11 min read
What is Leadership Training for Managers?
The fact is that managers who receive little to no leadership training and lack the skills they need to lead effectively are costly. Gallup estimates...
You’ve recently received a promotion to a people management role - congratulations! However, as you soon found, managing people requires different skills than what is needed to excel as an individual contributor. Anyone can take on a new title and delegate tasks, but there is much more to being an effective manager than that.
In fact, a 2022 State of the Manager Report uncovered the actual value of a great manager. It found that highly effective managers drive 48% greater profits for their companies than average managers. In addition, during the pandemic, teams with highly effective managers were 21% more likely to feel supported and 15% better than their peer teams in creating new communication norms and routines.
So this begs the question, how do you effectively manage people? Sometimes, the easiest way to understand how to be an effective manager is to first look at what not to do. By knowing and consciously working to avoid common pitfalls those in management can make, you will be taking the first step in becoming the leader your team needs. It will also help you self-assess the skills and develop areas you need to improve. Let’s jump in.
While hitting your goals and delivering on your accountabilities are incredibly important, if you only focus on business when managing people, it can have a detrimental effect on achieving your goals. With 82% of employees agreeing they want to be seen as a whole person by their leader, being only interested in the numbers will inevitably hurt engagement and motivation, reducing productivity and team performance.
When a manager lacks accountability and integrity, failing to follow through on their promises, it breeds resentment, reduces trust and respect, and sets an example for employees that it is acceptable to do the same. People managers won’t be effective if they don’t have personal accountability and definitely won’t be able to hold employees accountable either.
It’s a misconception that when you manage people, you must have all the answers because you’re the leader, the one they trust to navigate the path forward. However, effective managers understand the importance of transparency, vulnerability, and humility. Showing humility that you don’t have all the answers, and frankly, being unapologetically human has been found by the Journal of Management to lead to greater collaboration, team alignment, information sharing, and better decisions.
While no one enjoys confrontation and conflict, managers who do not confront employees' bad behavior on their team risk promoting a toxic work environment where these behaviors take root and become the team culture. In fact, it was found that 58% of people who left a job due to culture claimed their direct leader was the main reason they ultimately left; thus, the importance of stopping negative behaviors for the sake of the team culture cannot be underestimated.
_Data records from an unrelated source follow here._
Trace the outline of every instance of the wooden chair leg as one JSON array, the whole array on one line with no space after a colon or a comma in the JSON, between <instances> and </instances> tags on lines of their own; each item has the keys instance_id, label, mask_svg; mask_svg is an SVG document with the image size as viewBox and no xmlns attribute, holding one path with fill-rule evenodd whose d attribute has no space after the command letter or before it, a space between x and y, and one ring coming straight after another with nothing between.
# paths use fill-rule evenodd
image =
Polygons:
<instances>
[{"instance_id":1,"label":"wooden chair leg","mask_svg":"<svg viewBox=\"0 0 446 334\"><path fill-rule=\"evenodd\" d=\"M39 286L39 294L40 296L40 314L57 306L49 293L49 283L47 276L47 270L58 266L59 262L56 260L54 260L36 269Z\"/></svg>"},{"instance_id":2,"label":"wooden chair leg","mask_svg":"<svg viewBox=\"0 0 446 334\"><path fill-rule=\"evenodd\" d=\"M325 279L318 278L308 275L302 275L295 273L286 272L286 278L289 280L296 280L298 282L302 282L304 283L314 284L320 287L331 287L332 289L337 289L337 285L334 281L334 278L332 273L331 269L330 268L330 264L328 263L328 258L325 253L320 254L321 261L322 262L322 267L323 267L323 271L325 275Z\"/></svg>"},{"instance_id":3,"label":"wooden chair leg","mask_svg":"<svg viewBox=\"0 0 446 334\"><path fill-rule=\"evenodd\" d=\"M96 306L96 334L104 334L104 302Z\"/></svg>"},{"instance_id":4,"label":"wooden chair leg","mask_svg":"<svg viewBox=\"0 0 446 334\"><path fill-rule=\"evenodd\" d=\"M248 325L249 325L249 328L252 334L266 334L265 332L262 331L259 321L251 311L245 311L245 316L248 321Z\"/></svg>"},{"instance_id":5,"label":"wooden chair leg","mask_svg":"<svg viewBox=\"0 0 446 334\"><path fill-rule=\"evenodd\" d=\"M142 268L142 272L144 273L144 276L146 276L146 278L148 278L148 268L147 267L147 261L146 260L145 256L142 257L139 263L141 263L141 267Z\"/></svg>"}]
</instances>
Everyone who leads a group has a leadership style they naturally gravitate towards. However, not all situations require the same leadership style, and if you only use one style, you won’t be an effective manager. Being self-aware of your preferred style, when it is best used, and what other style may be better for the situation is critical to knowing how to manage people.
Quiet quitting or bare-minimum Monday are new terms referring to employees rejecting managers and organizations obsessed with productivity and chronically overworking their employees. Overworking has been shown to increase the likelihood of burnout and turnover and reduce engagement and productivity, making it a terrible way to manage people.
When you have a star performer on your team, it may be hard not to give them preferential treatment. However, to be an effective people manager that keeps their entire team engaged and motivated, you must be mindful of not demonstrating favoritism, which may be easier said than done. Unfortunately, it’s a real problem, with 47% of employees reporting that their supervisors had favorites, making favoritism at work a standard management issue most leaders need to overcome.
Poor communication skills can plague many managers, and one place it shows up is when a people leader dominates every conversation with their team members. A study that looked at leaders who do all the talking vs. leaders who prefer listening uncovered that leaders who were listeners were rated significantly more effective on 13 out of 16 critical leadership competencies than their talkative peers.
With goals to achieve and targets to hit, many managers unintentionally take on work they should be delegating. SHRM found the top reasons managers resist delegating as they believe that employees cannot do the job as well, it takes more time to delegate than do the work itself, and they lack trust in their employees. Yet, for employees to be engaged, productive, and motivated, they need a manager who believes in them, coaches and develops them, and trusts them, which all can be demonstrated by actually delegating work.
There is a phenomenon called “the power paradox” in the corporate world, where management promotions and new power dynamics change people. Dacher Keltner noted this in his HBR article, “While people usually gain power through traits and actions that advance the interests of others, such as empathy, collaboration, openness, fairness, and sharing; when they start to feel powerful or enjoy a position of privilege, those qualities begin to fade.”
He goes on to share that “Studies show that people in positions of corporate power are three times as likely as those at the lower rungs of the ladder to interrupt coworkers, multitask during meetings, raise their voices, and say insulting things at the office.” Given this, it is critical to be self-aware and put your ego in check.